Turkeys created with a sort-of-new twist on an old activity. Instead of outlining one's hand on a piece of paper and creating from the resulting line-drawing a turkey for Thanksgiving, my Kindergarteners and 1st graders outlined their hands using the freeware Drawing for Children, then decorated their turkeys, sometimes lavishly, with tools the software program has to offer. The downside of D4Children is that it creates HUGE bitmap files, so I stored them locally and ran around the room when they were done moving them over to a network folder, then quickly pulled that folder to my own computer and deleted it from the network. I then resized the pics, used Photoshop image processing to convert them to small .jpg files, and uploaded the whole kit and kaboodle to Picasaweb Albums (by Google). What you see above is the result.

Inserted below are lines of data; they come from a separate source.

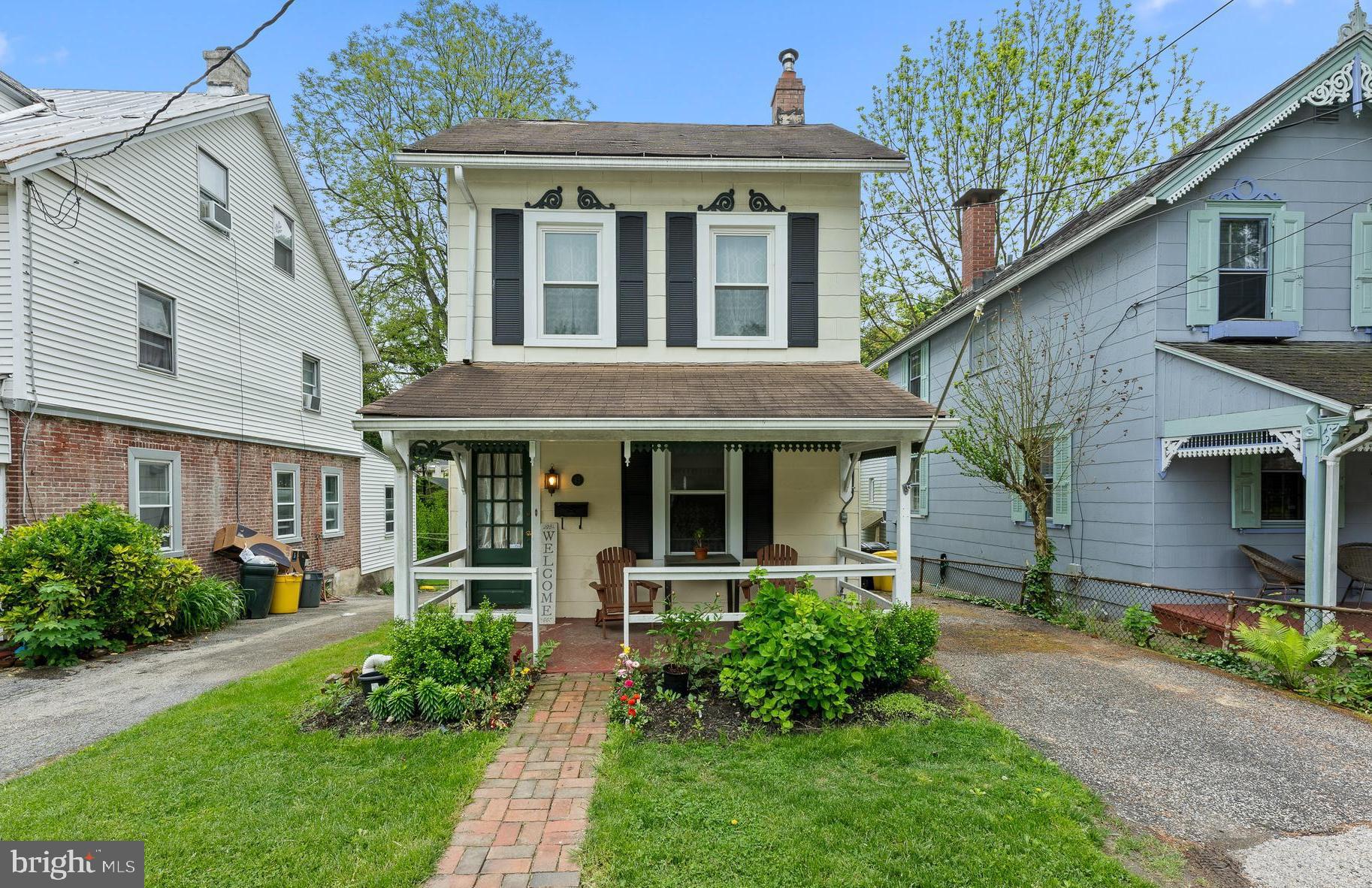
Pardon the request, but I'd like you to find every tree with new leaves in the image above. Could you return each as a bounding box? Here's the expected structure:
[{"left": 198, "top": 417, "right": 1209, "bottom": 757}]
[
  {"left": 860, "top": 0, "right": 1219, "bottom": 360},
  {"left": 289, "top": 0, "right": 594, "bottom": 400},
  {"left": 944, "top": 301, "right": 1140, "bottom": 608}
]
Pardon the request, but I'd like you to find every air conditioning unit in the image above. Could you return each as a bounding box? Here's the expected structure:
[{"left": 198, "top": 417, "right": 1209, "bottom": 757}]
[{"left": 201, "top": 198, "right": 233, "bottom": 234}]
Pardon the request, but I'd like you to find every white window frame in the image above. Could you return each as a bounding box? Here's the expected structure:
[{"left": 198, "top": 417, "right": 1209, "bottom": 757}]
[
  {"left": 319, "top": 465, "right": 343, "bottom": 539},
  {"left": 696, "top": 213, "right": 789, "bottom": 349},
  {"left": 129, "top": 448, "right": 186, "bottom": 557},
  {"left": 524, "top": 210, "right": 619, "bottom": 349},
  {"left": 301, "top": 352, "right": 324, "bottom": 413},
  {"left": 272, "top": 463, "right": 304, "bottom": 542}
]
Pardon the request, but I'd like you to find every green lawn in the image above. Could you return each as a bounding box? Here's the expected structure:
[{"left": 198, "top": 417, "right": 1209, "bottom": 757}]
[
  {"left": 583, "top": 717, "right": 1168, "bottom": 888},
  {"left": 0, "top": 630, "right": 500, "bottom": 888}
]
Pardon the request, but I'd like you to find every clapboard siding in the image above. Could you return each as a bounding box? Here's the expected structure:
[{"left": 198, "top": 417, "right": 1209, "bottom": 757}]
[
  {"left": 358, "top": 446, "right": 395, "bottom": 574},
  {"left": 21, "top": 115, "right": 362, "bottom": 455}
]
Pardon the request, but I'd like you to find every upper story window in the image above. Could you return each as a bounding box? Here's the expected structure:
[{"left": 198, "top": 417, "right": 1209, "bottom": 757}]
[
  {"left": 138, "top": 284, "right": 176, "bottom": 373},
  {"left": 301, "top": 354, "right": 324, "bottom": 413},
  {"left": 1218, "top": 217, "right": 1269, "bottom": 321},
  {"left": 524, "top": 210, "right": 615, "bottom": 347},
  {"left": 272, "top": 210, "right": 295, "bottom": 274}
]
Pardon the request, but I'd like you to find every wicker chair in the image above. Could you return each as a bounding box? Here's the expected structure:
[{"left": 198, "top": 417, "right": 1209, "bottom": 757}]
[
  {"left": 1339, "top": 542, "right": 1372, "bottom": 606},
  {"left": 738, "top": 542, "right": 800, "bottom": 601},
  {"left": 1239, "top": 546, "right": 1305, "bottom": 599},
  {"left": 591, "top": 546, "right": 661, "bottom": 639}
]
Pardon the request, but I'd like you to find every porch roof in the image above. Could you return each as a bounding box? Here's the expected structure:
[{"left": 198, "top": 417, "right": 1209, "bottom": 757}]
[{"left": 359, "top": 362, "right": 935, "bottom": 427}]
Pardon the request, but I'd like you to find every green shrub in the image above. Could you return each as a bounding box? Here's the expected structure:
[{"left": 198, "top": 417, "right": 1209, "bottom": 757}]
[
  {"left": 719, "top": 568, "right": 875, "bottom": 730},
  {"left": 870, "top": 604, "right": 938, "bottom": 687},
  {"left": 171, "top": 576, "right": 243, "bottom": 636},
  {"left": 384, "top": 603, "right": 515, "bottom": 687},
  {"left": 0, "top": 503, "right": 201, "bottom": 666}
]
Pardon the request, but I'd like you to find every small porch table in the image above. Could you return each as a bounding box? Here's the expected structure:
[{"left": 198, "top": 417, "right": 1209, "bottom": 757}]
[{"left": 663, "top": 551, "right": 742, "bottom": 614}]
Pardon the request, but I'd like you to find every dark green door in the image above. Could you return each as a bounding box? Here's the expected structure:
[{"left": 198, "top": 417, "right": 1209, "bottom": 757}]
[{"left": 470, "top": 450, "right": 533, "bottom": 609}]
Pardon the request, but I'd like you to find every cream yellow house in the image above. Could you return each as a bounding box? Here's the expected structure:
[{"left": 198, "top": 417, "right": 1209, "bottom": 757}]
[{"left": 357, "top": 51, "right": 950, "bottom": 639}]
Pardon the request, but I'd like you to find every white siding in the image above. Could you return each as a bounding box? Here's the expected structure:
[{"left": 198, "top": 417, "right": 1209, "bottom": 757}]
[
  {"left": 447, "top": 169, "right": 860, "bottom": 362},
  {"left": 358, "top": 445, "right": 395, "bottom": 574},
  {"left": 17, "top": 115, "right": 362, "bottom": 455}
]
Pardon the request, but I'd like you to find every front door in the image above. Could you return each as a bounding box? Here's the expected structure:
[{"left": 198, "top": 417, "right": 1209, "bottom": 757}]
[{"left": 469, "top": 450, "right": 533, "bottom": 609}]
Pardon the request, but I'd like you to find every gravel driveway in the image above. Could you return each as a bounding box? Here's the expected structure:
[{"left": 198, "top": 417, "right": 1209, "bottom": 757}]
[
  {"left": 920, "top": 599, "right": 1372, "bottom": 888},
  {"left": 0, "top": 596, "right": 392, "bottom": 780}
]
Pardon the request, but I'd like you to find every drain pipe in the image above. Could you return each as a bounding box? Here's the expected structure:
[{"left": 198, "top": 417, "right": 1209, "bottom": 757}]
[
  {"left": 453, "top": 166, "right": 476, "bottom": 364},
  {"left": 1320, "top": 408, "right": 1372, "bottom": 615}
]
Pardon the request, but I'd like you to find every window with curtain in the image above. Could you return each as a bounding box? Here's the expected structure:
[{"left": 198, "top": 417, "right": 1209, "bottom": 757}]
[
  {"left": 714, "top": 232, "right": 771, "bottom": 337},
  {"left": 540, "top": 229, "right": 601, "bottom": 337},
  {"left": 666, "top": 448, "right": 729, "bottom": 551},
  {"left": 138, "top": 285, "right": 176, "bottom": 373}
]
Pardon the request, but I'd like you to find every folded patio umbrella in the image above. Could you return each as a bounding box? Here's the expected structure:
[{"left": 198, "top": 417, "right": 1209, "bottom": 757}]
[{"left": 214, "top": 524, "right": 292, "bottom": 568}]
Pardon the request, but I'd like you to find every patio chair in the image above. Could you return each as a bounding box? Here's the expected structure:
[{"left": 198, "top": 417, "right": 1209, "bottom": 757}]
[
  {"left": 738, "top": 542, "right": 800, "bottom": 601},
  {"left": 1339, "top": 542, "right": 1372, "bottom": 606},
  {"left": 1239, "top": 546, "right": 1305, "bottom": 599},
  {"left": 591, "top": 546, "right": 661, "bottom": 639}
]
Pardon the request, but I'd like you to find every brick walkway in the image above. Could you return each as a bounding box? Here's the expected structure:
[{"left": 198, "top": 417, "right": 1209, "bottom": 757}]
[{"left": 427, "top": 675, "right": 612, "bottom": 888}]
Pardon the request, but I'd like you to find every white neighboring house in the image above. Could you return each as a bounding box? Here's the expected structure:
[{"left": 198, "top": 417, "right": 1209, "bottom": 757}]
[{"left": 0, "top": 55, "right": 392, "bottom": 591}]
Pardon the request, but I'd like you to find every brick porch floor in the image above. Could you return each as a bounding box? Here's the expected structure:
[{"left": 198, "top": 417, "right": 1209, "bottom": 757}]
[{"left": 425, "top": 678, "right": 613, "bottom": 888}]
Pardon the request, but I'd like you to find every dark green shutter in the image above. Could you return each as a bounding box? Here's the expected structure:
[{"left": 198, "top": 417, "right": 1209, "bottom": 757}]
[
  {"left": 744, "top": 450, "right": 772, "bottom": 559},
  {"left": 619, "top": 450, "right": 653, "bottom": 559},
  {"left": 615, "top": 213, "right": 648, "bottom": 346},
  {"left": 786, "top": 213, "right": 819, "bottom": 349},
  {"left": 491, "top": 210, "right": 524, "bottom": 346},
  {"left": 666, "top": 213, "right": 696, "bottom": 347}
]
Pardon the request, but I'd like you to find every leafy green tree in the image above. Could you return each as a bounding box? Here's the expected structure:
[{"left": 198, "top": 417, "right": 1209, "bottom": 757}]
[
  {"left": 289, "top": 0, "right": 594, "bottom": 400},
  {"left": 860, "top": 0, "right": 1219, "bottom": 360}
]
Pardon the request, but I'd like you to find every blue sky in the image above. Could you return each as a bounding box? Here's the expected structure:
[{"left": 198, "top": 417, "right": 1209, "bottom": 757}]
[{"left": 0, "top": 0, "right": 1352, "bottom": 126}]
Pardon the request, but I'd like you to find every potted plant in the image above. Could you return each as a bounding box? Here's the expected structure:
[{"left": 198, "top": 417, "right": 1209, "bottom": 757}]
[{"left": 648, "top": 597, "right": 719, "bottom": 694}]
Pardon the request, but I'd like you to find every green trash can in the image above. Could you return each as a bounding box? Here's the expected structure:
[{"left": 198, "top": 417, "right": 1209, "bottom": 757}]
[
  {"left": 239, "top": 564, "right": 276, "bottom": 621},
  {"left": 301, "top": 571, "right": 324, "bottom": 608}
]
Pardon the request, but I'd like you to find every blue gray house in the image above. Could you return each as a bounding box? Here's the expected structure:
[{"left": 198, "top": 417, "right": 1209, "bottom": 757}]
[{"left": 872, "top": 7, "right": 1372, "bottom": 604}]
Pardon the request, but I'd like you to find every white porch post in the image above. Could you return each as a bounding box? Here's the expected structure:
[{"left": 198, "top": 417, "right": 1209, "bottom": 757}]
[
  {"left": 890, "top": 438, "right": 914, "bottom": 604},
  {"left": 382, "top": 431, "right": 419, "bottom": 621}
]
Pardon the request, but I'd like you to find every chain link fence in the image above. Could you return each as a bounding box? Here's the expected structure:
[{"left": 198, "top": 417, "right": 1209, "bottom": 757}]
[{"left": 912, "top": 556, "right": 1372, "bottom": 654}]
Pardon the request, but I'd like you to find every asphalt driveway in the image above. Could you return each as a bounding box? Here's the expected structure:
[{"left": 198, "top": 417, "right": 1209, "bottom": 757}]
[
  {"left": 0, "top": 596, "right": 392, "bottom": 780},
  {"left": 919, "top": 599, "right": 1372, "bottom": 888}
]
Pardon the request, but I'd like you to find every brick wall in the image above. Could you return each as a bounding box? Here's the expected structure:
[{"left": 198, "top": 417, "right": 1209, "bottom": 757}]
[{"left": 5, "top": 413, "right": 361, "bottom": 591}]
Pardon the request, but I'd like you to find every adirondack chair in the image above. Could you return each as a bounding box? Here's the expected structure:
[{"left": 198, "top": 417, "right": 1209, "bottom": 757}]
[
  {"left": 591, "top": 546, "right": 661, "bottom": 639},
  {"left": 738, "top": 542, "right": 800, "bottom": 601}
]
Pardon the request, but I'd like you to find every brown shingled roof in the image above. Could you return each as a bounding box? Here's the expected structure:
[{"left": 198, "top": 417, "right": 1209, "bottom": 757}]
[
  {"left": 405, "top": 118, "right": 905, "bottom": 161},
  {"left": 359, "top": 362, "right": 935, "bottom": 420},
  {"left": 1163, "top": 340, "right": 1372, "bottom": 406}
]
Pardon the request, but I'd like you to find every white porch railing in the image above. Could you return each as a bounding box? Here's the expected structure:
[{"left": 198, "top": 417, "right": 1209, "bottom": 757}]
[{"left": 624, "top": 546, "right": 908, "bottom": 645}]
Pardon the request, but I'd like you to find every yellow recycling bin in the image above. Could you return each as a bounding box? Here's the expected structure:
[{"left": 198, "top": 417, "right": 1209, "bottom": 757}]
[
  {"left": 872, "top": 549, "right": 900, "bottom": 591},
  {"left": 270, "top": 574, "right": 304, "bottom": 614}
]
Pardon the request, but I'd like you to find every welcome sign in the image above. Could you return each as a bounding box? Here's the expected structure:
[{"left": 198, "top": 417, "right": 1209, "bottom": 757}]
[{"left": 533, "top": 523, "right": 557, "bottom": 626}]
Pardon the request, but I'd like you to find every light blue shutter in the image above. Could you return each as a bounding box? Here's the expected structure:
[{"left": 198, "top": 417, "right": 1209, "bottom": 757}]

Departing from the standard "save it, don't print it" green philosophy of the lab, we also printed these for each child and sent them home. I can only imagine Nashville's fridges covered with turkeys for the holidays!
My 4th graders are polishing "All About Me" Powerpoints (we'll finish working the week after Thanksgiving break and start to share them out in class!) and 3rd graders plowing through Type to Learn 3, which we will leave behind as a scheduled lab activity soon. Second graders visited Nova's Trebuchet online and worked on destroying Medieval castles, then chatted with National Geographic's "Ghosts in the Castle" denizens.
I hope that everyone enjoys our pictures and appreciates the wide range of creative approaches to the exercise. We'll see you at Parents' and Granparents' Days and I wish you a happy Thanksgiving!